苏秉琦先生在1994年关于东北“环渤海—环日本海考古”的谈话中,又将这种具有开拓精神的古文化范围扩大到“白山黑水”和两个海(指从环渤海到环日本海)、三个半岛(辽东半岛、山东半岛和朝鲜半岛)、四方(中国、朝鲜、日本和俄罗斯)的时代,从清开国上溯到商周时期的“肃慎燕亳”,这已是从更为广阔的东北亚地区古文化的发展来考虑东北地区的考古工作了。[39]

东北地区居于中国的东北角,与西北、西南相比东北一个独特的地理位置就是三面临海,南面临渤海,白浪淘淘,千帆竞渡;沿其海岸东北行,一直到达辽东半岛,最南端绕过旅顺口,进入黄海;顺着鸭绿江、图们江东行,则临日本海;唐代黑水都督府外则是鞑靼海峡,明代在黑龙江入海口150公里处,库页岛以内庙街,设奴尔干司,越过库页岛就是太平洋。海洋为沿海居民提供了取之不尽的生活资源,海上通道,就是生命通道,海洋视野,就是生命视野。近代史说明,谁掌握了海洋,谁就会变得无比强大。

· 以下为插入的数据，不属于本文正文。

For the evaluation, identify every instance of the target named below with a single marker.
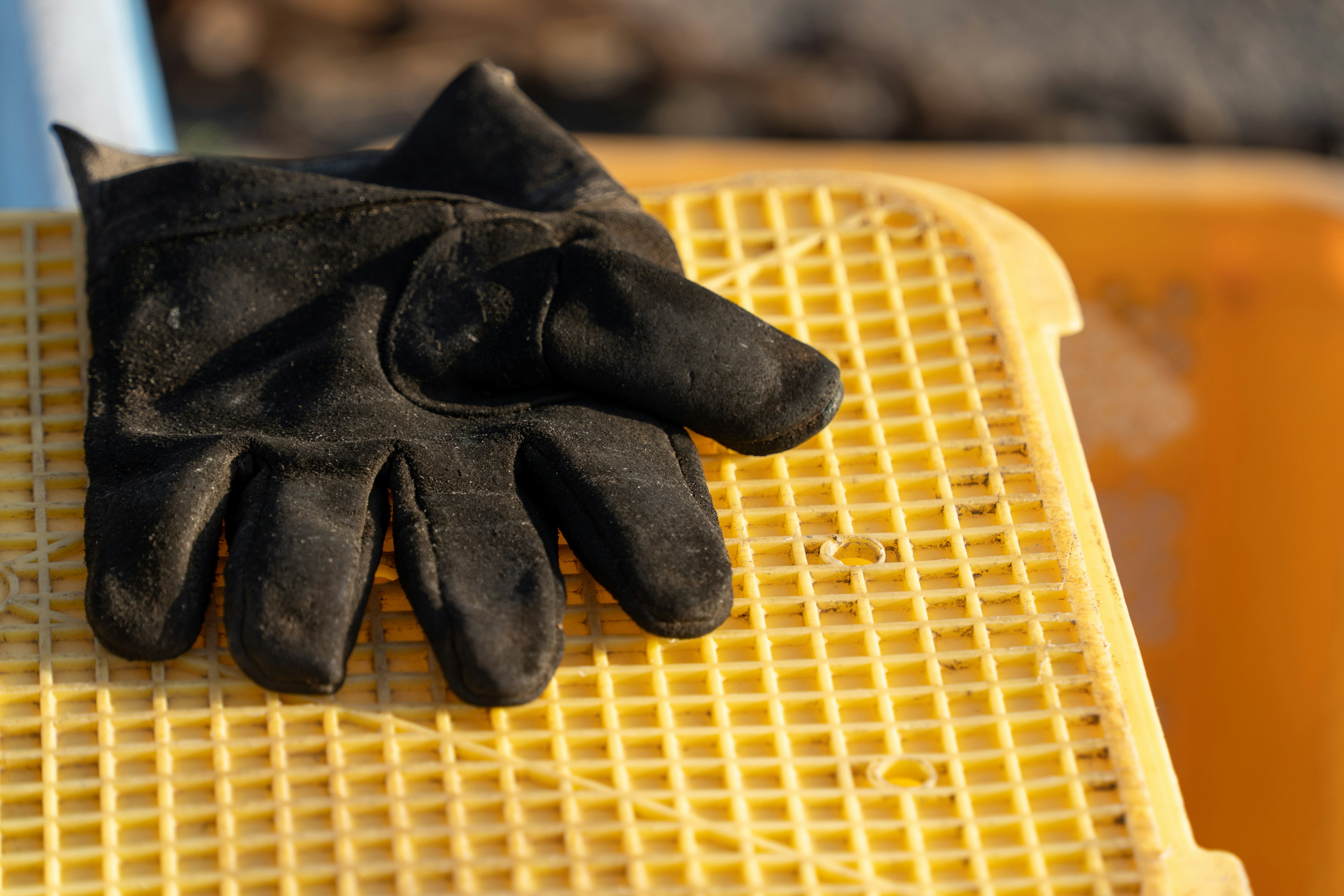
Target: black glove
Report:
(277, 347)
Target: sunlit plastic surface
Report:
(915, 694)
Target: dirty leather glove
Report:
(479, 322)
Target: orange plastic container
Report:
(1209, 386)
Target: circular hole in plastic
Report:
(904, 773)
(854, 551)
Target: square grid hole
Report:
(766, 754)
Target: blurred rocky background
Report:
(298, 77)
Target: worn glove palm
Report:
(479, 322)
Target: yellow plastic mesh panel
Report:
(902, 702)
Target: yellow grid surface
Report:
(904, 702)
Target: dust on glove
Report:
(476, 334)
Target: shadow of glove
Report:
(276, 348)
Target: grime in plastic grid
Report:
(899, 703)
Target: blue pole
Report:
(88, 64)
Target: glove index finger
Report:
(636, 332)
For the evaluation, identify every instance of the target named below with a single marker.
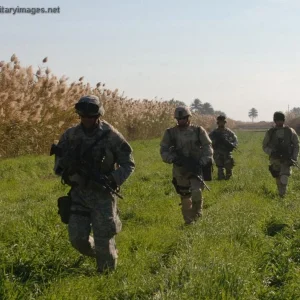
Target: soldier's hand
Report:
(177, 161)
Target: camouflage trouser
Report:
(224, 161)
(95, 211)
(280, 170)
(190, 190)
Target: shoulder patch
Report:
(125, 147)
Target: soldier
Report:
(181, 143)
(223, 141)
(281, 143)
(94, 159)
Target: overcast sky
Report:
(233, 54)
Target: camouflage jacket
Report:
(105, 149)
(192, 141)
(283, 141)
(219, 138)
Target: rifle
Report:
(100, 181)
(190, 165)
(220, 139)
(294, 162)
(74, 163)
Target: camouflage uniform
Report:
(280, 165)
(107, 152)
(222, 155)
(191, 141)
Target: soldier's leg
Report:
(187, 208)
(219, 160)
(182, 186)
(221, 174)
(275, 168)
(285, 172)
(229, 163)
(79, 228)
(197, 198)
(106, 224)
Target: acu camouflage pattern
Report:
(222, 156)
(94, 209)
(191, 141)
(280, 168)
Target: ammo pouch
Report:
(274, 173)
(64, 208)
(207, 171)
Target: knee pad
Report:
(275, 173)
(181, 190)
(284, 179)
(81, 245)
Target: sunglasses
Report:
(87, 116)
(85, 108)
(184, 118)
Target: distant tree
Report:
(219, 112)
(177, 102)
(196, 106)
(253, 113)
(207, 109)
(296, 111)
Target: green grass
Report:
(247, 246)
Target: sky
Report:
(234, 54)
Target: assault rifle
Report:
(73, 163)
(190, 165)
(294, 162)
(221, 140)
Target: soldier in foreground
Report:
(188, 148)
(94, 159)
(224, 141)
(281, 143)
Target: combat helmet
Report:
(278, 116)
(221, 118)
(89, 105)
(182, 112)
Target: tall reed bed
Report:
(36, 107)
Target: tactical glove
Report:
(177, 161)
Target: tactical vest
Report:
(193, 146)
(281, 144)
(86, 157)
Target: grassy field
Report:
(247, 246)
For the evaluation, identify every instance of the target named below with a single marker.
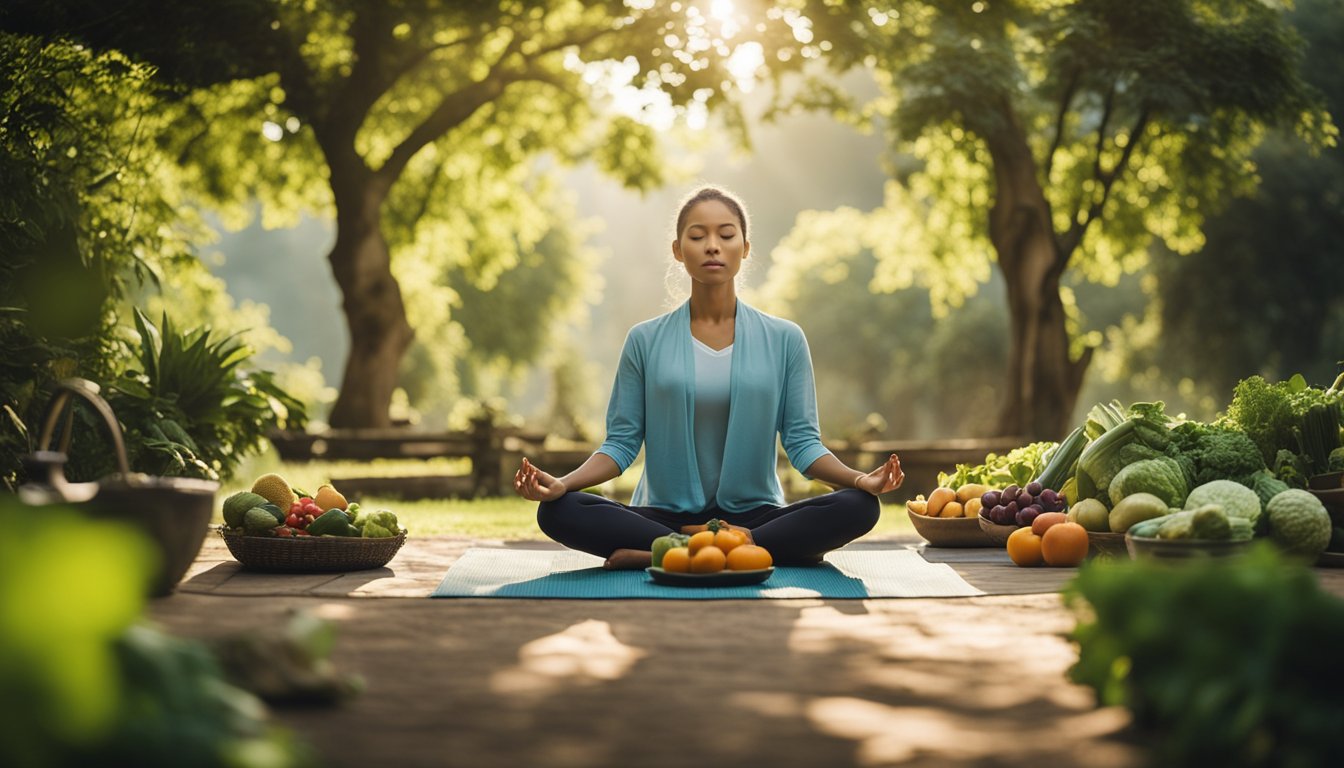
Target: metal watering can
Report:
(172, 511)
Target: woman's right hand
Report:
(535, 484)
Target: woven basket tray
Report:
(312, 554)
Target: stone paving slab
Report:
(422, 561)
(620, 683)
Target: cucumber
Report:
(1061, 464)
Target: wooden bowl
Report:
(1182, 549)
(949, 531)
(311, 554)
(1106, 545)
(996, 533)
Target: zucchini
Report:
(1062, 462)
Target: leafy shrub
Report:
(1225, 662)
(188, 408)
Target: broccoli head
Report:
(381, 523)
(1216, 452)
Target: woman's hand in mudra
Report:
(886, 478)
(535, 484)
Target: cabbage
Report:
(1300, 523)
(1237, 501)
(1160, 476)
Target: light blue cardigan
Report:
(653, 405)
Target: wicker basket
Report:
(312, 554)
(949, 531)
(997, 534)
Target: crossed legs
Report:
(799, 533)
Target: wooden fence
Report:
(496, 451)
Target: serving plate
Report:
(721, 579)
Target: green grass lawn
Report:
(499, 518)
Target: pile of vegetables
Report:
(1272, 439)
(1294, 427)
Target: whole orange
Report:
(1023, 548)
(1046, 519)
(749, 557)
(700, 541)
(1065, 544)
(707, 560)
(727, 540)
(676, 560)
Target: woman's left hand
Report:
(886, 478)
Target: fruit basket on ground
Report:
(315, 534)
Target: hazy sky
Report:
(803, 162)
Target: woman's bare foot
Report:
(629, 560)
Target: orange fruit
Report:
(1065, 544)
(1046, 519)
(1023, 548)
(749, 557)
(727, 540)
(676, 560)
(707, 560)
(700, 541)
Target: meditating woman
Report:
(706, 390)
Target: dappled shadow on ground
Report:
(794, 682)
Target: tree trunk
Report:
(1043, 382)
(375, 315)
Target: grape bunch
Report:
(1016, 506)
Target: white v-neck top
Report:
(773, 404)
(712, 379)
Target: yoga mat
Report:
(859, 574)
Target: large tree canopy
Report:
(1057, 135)
(409, 121)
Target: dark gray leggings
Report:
(799, 533)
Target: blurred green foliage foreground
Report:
(86, 682)
(1222, 662)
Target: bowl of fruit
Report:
(1016, 506)
(949, 517)
(281, 529)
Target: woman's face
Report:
(711, 245)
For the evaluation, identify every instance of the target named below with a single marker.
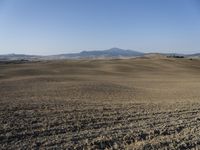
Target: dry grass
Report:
(143, 103)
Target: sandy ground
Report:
(140, 103)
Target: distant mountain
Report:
(113, 52)
(10, 57)
(110, 53)
(197, 55)
(95, 54)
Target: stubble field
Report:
(140, 103)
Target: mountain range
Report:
(95, 54)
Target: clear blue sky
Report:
(65, 26)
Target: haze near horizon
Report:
(54, 27)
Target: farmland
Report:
(140, 103)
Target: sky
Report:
(46, 27)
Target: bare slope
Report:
(134, 103)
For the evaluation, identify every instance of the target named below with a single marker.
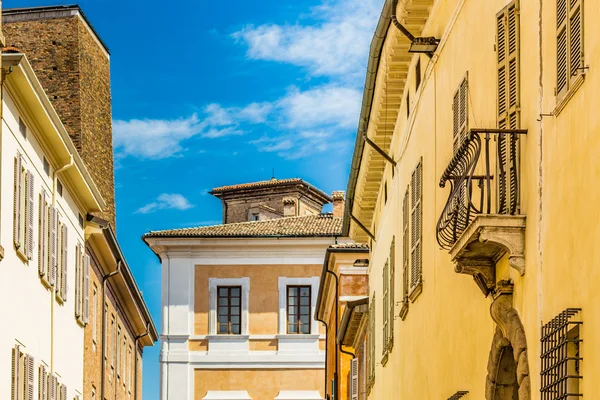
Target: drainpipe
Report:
(135, 360)
(326, 346)
(105, 278)
(337, 360)
(53, 296)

东北还有四大水系:北有黑龙江与乌苏里江水系、松花江、嫩江水系,南有辽河、浑河水系,还有鸭绿江、图们江水系。在四大水系之间还有三大山系,一横是茫茫的大兴安岭,一纵是巍巍长白山,与长白山相衔接的张广才岭、老爷岭、完达山,辽西还有医巫闾山、千山山脉。在山水之间,有土质肥沃的三江平原、松辽大平原和松嫩平原,那里孕育着富饶的黄金玉米带和东北粮仓。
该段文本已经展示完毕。